Emotion-LLaMAv2 and MMEVerse: A New Framework and Benchmark for Multimodal Emotion Understanding
Xiaojiang Peng, Jingyi Chen, Zebang Cheng, Bao Peng, Fengyi Wu, Yifei Dong, Shuyuan Tu, Qiyu Hu, Huiting Huang, Yuxiang Lin, Jun-Yan He, Kai Wang, Zheng Lian, Zhi-Qi Cheng
TL;DR
Emotion-LLaMAv2 delivers an end-to-end multimodal emotion recognition and reasoning framework by incorporating a Conv-Attention pre-fusion module and a perception-to-cognition curriculum, enabling robust cross-modal emotion understanding. MMEVerse provides a large, standardized benchmark by aggregating twelve emotion datasets into synchronized tri-modal data with unified annotations, supporting scalable instruction tuning and evaluation. The approach yields state-of-the-art performance on both recognition and reasoning benchmarks, with ablation studies confirming the value of explicit pre-fusion, modality-aware alignment, and curriculum training. Together, they offer a scalable foundation for nuanced affective AI capable of interpretable cross-modal emotion reasoning in real-world settings.
Abstract
Understanding human emotions from multimodal signals poses a significant challenge in affective computing and human-robot interaction. While multimodal large language models (MLLMs) have excelled in general vision-language tasks, their capabilities in emotional reasoning remain limited. The field currently suffers from a scarcity of large-scale datasets with high-quality, descriptive emotion annotations and lacks standardized benchmarks for evaluation. Our preliminary framework, Emotion-LLaMA, pioneered instruction-tuned multimodal learning for emotion reasoning but was restricted by explicit face detectors, implicit fusion strategies, and low-quality training data with limited scale.
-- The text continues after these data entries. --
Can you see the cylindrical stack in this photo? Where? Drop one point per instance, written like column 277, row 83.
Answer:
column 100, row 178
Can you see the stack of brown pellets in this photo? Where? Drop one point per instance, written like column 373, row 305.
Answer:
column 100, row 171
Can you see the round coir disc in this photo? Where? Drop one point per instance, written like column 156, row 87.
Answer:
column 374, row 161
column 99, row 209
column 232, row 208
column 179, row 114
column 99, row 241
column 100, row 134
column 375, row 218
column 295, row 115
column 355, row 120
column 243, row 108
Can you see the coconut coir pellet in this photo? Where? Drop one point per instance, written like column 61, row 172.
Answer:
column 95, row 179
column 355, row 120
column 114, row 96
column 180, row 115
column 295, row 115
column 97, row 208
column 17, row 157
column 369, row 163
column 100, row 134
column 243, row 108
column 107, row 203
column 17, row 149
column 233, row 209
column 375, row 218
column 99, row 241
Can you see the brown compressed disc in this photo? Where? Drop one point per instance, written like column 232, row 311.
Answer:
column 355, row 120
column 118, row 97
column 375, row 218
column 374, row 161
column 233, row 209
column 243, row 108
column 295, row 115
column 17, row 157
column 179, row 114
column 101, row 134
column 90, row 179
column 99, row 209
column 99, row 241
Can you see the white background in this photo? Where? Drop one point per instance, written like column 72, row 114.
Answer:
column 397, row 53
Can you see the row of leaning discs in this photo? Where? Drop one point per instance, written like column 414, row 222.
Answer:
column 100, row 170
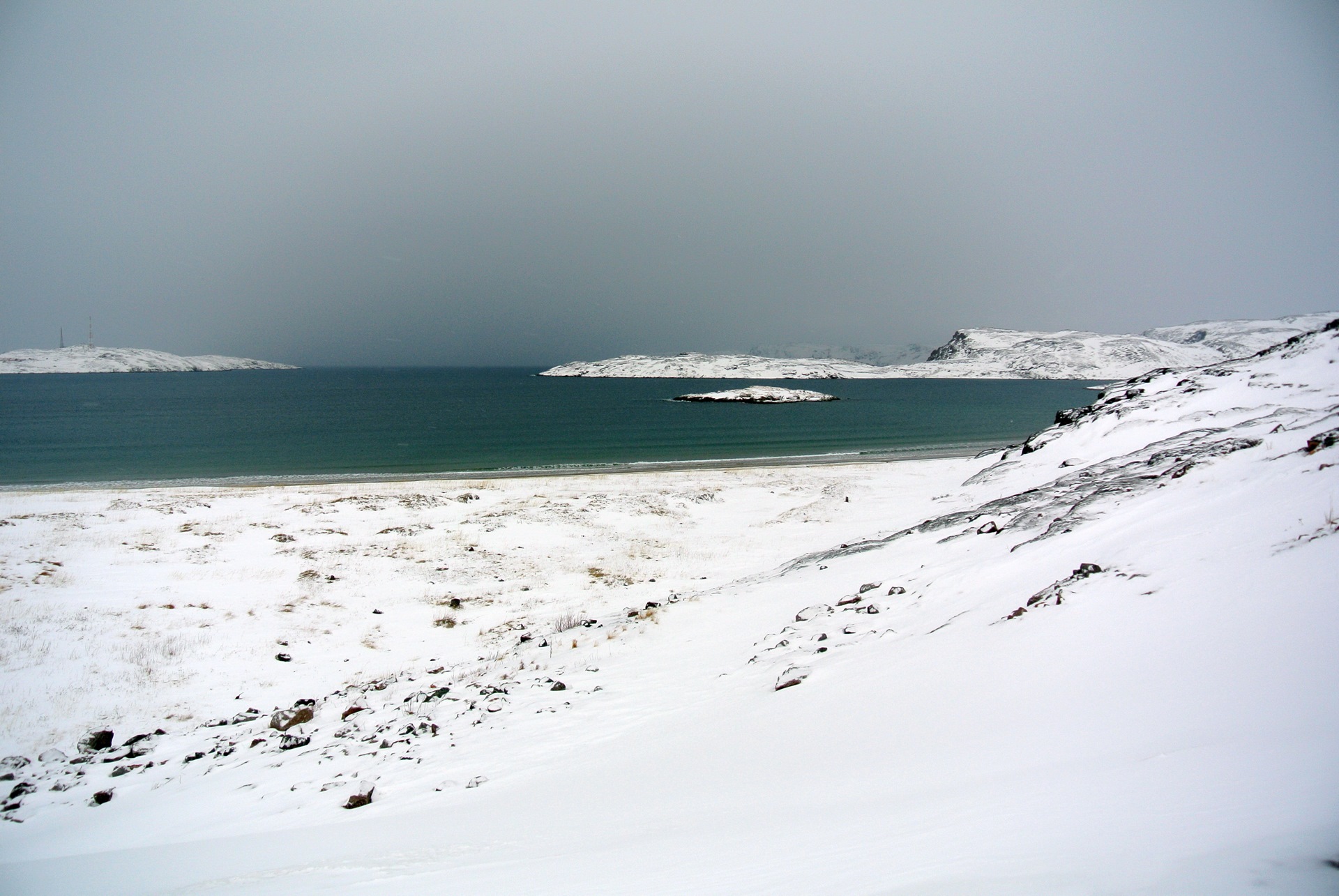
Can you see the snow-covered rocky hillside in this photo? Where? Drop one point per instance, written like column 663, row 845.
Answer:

To address these limitations, we present Emotion-LLaMAv2 and the MMEVerse benchmark, establishing an end-to-end pipeline together with a standardized evaluation setting for emotion recognition and reasoning. Emotion-LLaMAv2 introduces three key advances. First, an end-to-end multiview encoder eliminates external face detection and captures nuanced emotional cues via richer spatial and temporal multiview tokens. Second, a Conv Attention pre-fusion module is designed to enable simultaneous local and global multimodal feature interactions external to the LLM backbone. Third, a perception-to-cognition curriculum instruction tuning scheme within the LLaMA2 backbone unifies emotion recognition and free-form emotion reasoning. To support large-scale training and reproducible evaluation, MMEVerse aggregates twelve publicly available emotion datasets, including IEMOCAP, MELD, DFEW, and MAFW, into a unified multimodal instruction format. The data are re-annotated via a multi-agent pipeline involving Qwen2 Audio, Qwen2.5 VL, and GPT 4o, producing 130k training clips and 36k testing clips across 18 evaluation benchmarks.